The 'Train' and 'Score' buttons will help you validate all of the code and make sure everything is running smoothly. The 'Create Recipe' button will turn the code into a recipe that will show up within the 'Model' section, under 'Recipes'.

 

After the recipe is built, there are a few steps to get to the fully productionized pipeline. 

Step 1: First, we deploy the recipe to a model. This step requires you once again to train and evaluate the model, and then score the model. We found this step a little confusing because it gives users the option to change the hyperparameters and review the model performance, whereas Data Scientists usually set the parameters earlier during the initial model development in a notebook. 

Step 2: Once the model is deployed, you can publish a Model as a Service in the UI to allow end-users to score the data by providing easy access to a machine learning service without touching the code. 

Step 3: This service can also be scheduled for automated training and scoring runs to work with new training and scoring datasets. Scoring can be daily or, in theory, real-time. Retraining should be considered on a case by case basis for model maintenance. This is an important aspect because if the training set is refreshed and the model is constantly being retrained, this is reminiscent of the idea of reinforcement learning.

Tip: Reinforcement learning is when a model gets immediate feedback from its mistakes and successes and continuously learns and improves based on its past performance. Scheduling a model to be re-trained on some cadence is not technically reinforcement learning, but it’s important to refresh your model frequently so that it can adapt to changing environments.

Step 4: AEP also makes it easy to update models by publishing new recipes that can be seamlessly swapped out in production. For example, we are already planning the second iteration of our model, and we will include Google Analytics data to capture web activity of these opportunities to be scored.

Closing the Loop and Sharing What We Learned

With any project like this one, the success relies not just on the process working correctly, but on the business value that can be created. After determining the likelihood of each opportunity becoming a new customer, we were able to feed these results straight into Salesforce.

From here, we hosted education sessions with the marketing and business development teams where we talked through the results, working together with the marketing team to make changes to reporting to surface and distribute the information, and talking through use cases and ways to activate on this information.

By closing the loop from a technical standpoint, we have the first round of results that will be analyzed and improved on.
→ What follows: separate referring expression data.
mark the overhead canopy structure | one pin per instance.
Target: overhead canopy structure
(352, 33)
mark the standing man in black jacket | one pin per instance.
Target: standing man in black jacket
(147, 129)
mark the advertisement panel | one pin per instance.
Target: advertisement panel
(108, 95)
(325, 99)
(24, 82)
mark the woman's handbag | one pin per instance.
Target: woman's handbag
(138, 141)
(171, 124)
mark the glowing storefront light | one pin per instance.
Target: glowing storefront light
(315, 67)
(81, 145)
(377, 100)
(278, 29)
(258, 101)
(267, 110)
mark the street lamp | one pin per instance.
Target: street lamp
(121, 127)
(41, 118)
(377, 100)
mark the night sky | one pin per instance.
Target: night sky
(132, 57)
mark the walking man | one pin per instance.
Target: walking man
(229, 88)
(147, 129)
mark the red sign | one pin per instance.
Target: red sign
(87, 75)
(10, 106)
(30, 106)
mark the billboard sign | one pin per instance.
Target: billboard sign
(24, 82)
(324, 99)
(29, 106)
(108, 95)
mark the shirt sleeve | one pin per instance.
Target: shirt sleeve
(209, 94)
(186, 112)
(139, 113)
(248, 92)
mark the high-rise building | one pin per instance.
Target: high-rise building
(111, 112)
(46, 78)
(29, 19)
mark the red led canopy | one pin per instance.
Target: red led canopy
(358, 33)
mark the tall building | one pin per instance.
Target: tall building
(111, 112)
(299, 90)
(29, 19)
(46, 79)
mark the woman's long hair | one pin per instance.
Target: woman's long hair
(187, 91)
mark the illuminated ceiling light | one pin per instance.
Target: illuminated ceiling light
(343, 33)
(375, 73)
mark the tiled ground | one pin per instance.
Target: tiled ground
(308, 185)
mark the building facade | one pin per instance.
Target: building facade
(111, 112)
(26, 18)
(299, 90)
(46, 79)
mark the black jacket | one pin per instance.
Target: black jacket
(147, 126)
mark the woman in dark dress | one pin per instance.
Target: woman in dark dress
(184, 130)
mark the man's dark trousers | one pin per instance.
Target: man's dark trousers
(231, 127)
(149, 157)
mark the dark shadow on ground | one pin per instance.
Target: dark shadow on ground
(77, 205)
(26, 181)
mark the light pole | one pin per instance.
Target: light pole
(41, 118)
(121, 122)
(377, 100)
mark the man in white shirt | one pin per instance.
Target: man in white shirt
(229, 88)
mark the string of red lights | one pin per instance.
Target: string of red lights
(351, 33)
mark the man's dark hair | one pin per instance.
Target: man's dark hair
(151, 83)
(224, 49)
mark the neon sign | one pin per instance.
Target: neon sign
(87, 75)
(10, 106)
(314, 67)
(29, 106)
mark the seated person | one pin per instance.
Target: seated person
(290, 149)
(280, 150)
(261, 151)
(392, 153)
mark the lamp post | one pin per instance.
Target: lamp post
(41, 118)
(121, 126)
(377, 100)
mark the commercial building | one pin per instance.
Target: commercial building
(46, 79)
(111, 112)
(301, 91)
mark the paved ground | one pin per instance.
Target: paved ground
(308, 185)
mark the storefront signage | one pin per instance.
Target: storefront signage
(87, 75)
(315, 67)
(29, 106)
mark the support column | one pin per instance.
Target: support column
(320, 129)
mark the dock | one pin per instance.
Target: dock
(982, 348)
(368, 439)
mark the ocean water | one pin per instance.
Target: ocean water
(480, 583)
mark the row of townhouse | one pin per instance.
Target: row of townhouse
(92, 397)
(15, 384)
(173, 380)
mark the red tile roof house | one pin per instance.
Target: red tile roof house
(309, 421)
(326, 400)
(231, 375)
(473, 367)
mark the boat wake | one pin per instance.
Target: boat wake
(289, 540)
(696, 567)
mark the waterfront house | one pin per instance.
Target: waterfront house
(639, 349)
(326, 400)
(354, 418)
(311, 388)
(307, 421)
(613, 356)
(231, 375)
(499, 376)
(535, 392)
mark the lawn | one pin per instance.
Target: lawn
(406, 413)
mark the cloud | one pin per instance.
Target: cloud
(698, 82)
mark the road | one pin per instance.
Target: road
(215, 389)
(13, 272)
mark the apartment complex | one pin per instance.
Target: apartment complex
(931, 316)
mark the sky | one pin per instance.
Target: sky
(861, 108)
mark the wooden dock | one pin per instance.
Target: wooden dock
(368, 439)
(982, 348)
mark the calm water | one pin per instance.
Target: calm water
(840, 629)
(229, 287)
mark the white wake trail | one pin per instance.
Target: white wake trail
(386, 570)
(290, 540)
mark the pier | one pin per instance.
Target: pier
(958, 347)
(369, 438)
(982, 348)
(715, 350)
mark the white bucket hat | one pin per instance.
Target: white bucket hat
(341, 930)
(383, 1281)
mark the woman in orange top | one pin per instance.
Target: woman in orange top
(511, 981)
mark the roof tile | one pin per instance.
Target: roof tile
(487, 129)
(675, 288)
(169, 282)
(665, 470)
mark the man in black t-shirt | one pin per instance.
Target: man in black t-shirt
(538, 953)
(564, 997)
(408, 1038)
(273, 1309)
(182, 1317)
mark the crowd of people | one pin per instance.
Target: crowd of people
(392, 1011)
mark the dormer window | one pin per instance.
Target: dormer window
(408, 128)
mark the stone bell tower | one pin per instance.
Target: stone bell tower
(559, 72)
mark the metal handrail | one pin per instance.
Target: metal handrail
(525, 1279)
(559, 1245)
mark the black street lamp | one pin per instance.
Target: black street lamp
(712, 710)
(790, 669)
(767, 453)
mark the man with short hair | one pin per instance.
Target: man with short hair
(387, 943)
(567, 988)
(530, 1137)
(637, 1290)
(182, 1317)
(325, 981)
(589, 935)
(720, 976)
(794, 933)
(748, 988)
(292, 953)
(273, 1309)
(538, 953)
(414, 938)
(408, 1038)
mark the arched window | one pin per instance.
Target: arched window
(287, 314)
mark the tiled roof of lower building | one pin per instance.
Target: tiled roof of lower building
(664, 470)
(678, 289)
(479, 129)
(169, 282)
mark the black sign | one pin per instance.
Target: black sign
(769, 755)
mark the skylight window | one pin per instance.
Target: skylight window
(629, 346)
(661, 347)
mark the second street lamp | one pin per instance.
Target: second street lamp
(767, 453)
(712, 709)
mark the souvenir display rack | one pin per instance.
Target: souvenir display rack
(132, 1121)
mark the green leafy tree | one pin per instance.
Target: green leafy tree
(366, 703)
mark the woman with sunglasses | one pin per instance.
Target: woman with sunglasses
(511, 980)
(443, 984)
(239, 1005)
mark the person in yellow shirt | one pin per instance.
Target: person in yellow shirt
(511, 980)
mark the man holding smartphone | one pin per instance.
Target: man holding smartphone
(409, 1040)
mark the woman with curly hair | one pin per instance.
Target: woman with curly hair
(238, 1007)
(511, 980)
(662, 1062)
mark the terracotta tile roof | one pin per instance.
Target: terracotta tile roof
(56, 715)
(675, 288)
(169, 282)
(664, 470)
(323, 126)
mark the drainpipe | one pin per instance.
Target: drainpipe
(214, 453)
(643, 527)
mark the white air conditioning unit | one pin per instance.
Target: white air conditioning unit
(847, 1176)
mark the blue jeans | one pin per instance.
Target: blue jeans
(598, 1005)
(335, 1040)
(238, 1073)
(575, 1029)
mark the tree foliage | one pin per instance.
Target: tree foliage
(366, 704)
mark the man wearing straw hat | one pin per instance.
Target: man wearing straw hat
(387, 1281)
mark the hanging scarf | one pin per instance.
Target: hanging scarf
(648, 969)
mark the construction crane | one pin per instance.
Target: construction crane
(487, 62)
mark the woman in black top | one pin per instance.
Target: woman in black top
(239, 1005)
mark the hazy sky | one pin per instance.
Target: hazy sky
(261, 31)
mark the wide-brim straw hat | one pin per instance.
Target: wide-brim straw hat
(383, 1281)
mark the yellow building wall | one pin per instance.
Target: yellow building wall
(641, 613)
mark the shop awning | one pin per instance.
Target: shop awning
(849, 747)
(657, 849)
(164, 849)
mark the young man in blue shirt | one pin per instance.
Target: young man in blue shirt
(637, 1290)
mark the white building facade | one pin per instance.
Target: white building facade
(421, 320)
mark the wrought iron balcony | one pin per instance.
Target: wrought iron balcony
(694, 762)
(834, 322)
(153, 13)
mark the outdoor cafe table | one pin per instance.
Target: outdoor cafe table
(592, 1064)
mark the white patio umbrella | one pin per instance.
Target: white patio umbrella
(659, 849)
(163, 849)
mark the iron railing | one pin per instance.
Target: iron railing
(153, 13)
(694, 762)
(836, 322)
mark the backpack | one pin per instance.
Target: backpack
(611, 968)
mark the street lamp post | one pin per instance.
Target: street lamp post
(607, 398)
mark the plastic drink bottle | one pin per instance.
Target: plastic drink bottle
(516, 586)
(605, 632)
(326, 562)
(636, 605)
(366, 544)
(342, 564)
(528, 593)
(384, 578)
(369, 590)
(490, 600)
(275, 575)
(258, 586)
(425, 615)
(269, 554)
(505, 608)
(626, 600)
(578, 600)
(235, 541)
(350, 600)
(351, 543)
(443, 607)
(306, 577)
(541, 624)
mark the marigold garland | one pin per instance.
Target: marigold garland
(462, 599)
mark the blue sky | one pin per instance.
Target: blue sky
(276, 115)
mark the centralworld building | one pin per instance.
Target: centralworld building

The model can continue to run, ingest information, and calculate probabilities. Through touchpoints with the stakeholders, we’re able to validate how accurate and helpful these results are, and can use that information to further refine the model and the inputs as needed.

Adobe Experience Platform - Helping Make Meaningful Impact with Data

Overall, AEP is a solid CDP to consider if your company is ready to make use of your siloed marketing data across multiple channels. In this example, by combining online behavior data with offline demographic data to create audience segments, we’re able to set up an automated system to target visitors on the site with the proper messaging based on their propensity to purchase. 

However, we discovered through our POC experience that like many new products as they first hit the market, there are limited up-to-date resources available online. So, if you’re jumping into AEP on your own, even if you are a Data Scientist, you should be ready for a substantial learning curve. We hope this blog provides some guidance for this as you explore the Data Science Workspace in AEP. 

And regardless of platform, we hope that following the problem-solving steps described here from Discovery through Activation will empower you to go beyond out-of-the-box methods and develop meaningful models with meaningful impact.